UK Economics

And Sturgeon still thinks that Scotland can go it alone?. . . .

Scotland’s geology will not allow for successful fracking, says academic

Areas in the north of England such as Blackpool are better for fracking than Scotland, says Professor Roy ThompsonCHRISTOPHER FURLONG/GETTY IMAGES

Scotland could not sustain a productive shale gas industry and would need thousands of fracking sites across the central belt rather than the 300 estimated, a top geologist has claimed.

Roy Thompson, of the University of Edinburgh, said that analysis of US government figures on the American shale gas industry showed that Scotland had the wrong geology.

Professor Thompson, a fellow of the Royal Society of Edinburgh, said that geochemical, rock-physics and production data for 25 American shale gas systems allowed a comprehensive analysis of potential in Scotland.

Energy companies want to open up a shale gas field to the west of the Firth of Forth but he said that the data showed the shales were below the temperatures needed for effective gas generation and were at pressures too low for the gas to rise naturally to the surface, so would require extra pumps and compressors.

They also sat at too shallow a level, increasing the risk that surface groundwaters would be contaminated. All these indicators meant the Scottish basins did not compare favourably with even the worst performing US systems.

He said: “I personally wouldn’t invest any money in it at all and I think there is a big contrast with the north of England. Exploration in the north of England is a much better bet.”

Reports into the possibility of a Scottish shale gas industry by KPMG, commissioned by the Scottish government, claim that 20 pads with 15 wells each would be enough to extract 947 billion cubic feet of gas — equivalent to five and a half years of Scottish consumption.

The Scottish government has launched a four-month public consultation over whether to allow unconventional extraction.

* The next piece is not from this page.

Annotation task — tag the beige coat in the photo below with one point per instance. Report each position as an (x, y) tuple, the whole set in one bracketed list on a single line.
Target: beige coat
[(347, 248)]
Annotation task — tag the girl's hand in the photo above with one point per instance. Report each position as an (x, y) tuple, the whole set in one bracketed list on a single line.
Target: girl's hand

It then plans to make a recommendation that will go before MSPs for a vote this year.

Professor Thompson said evidence from US shale gas production showed that wells operating in geology similar to Scotland’s central belt produced between 0.5 and one billion cubic feet of gas in their lifetime.

“KPMG’s central scenario of 947 billion cubic feet of gas would require around 1,000 wells distributed right across the central belt,” he said, “while its high scenario of 2,934 billion cubic feet would require considerably more.

“When you match Scottish geology with similar US situations you find production is really low.”

A British Geological Survey into Scotland’s shale gas reserves said it was too early to forecast how much gas could be extracted and that drilling and testing of wells would have to take place before an estimate could be made.

A report by the Royal Society of Edinburgh said that Scotland had no guarantee of any economically producible unconventional gas.

A few years ago Poland was the great hope in Europe for shale gas but the industry has collapsed. In the US, the shale gas industry has created a domestic energy boom but it requires the digging of hundreds of wells in one region as their lifespans are shorter than expected.

The KPMG report assumes each well will have a productive life of 15 years. Data from the US shale gas industry shows this is optimistic.

Tom Pickering, of Ineos Shale, said: “We will need to drill some vertical exploration wells to take samples of the rocks for laboratory analysis of their structure and gas content. If these data are encouraging we would seek to drill and frack horizontal wells to test production flows. Ineos is prepared to undertake the scientific endeavour to establish whether or not a shale gas industry is viable in Scotland.”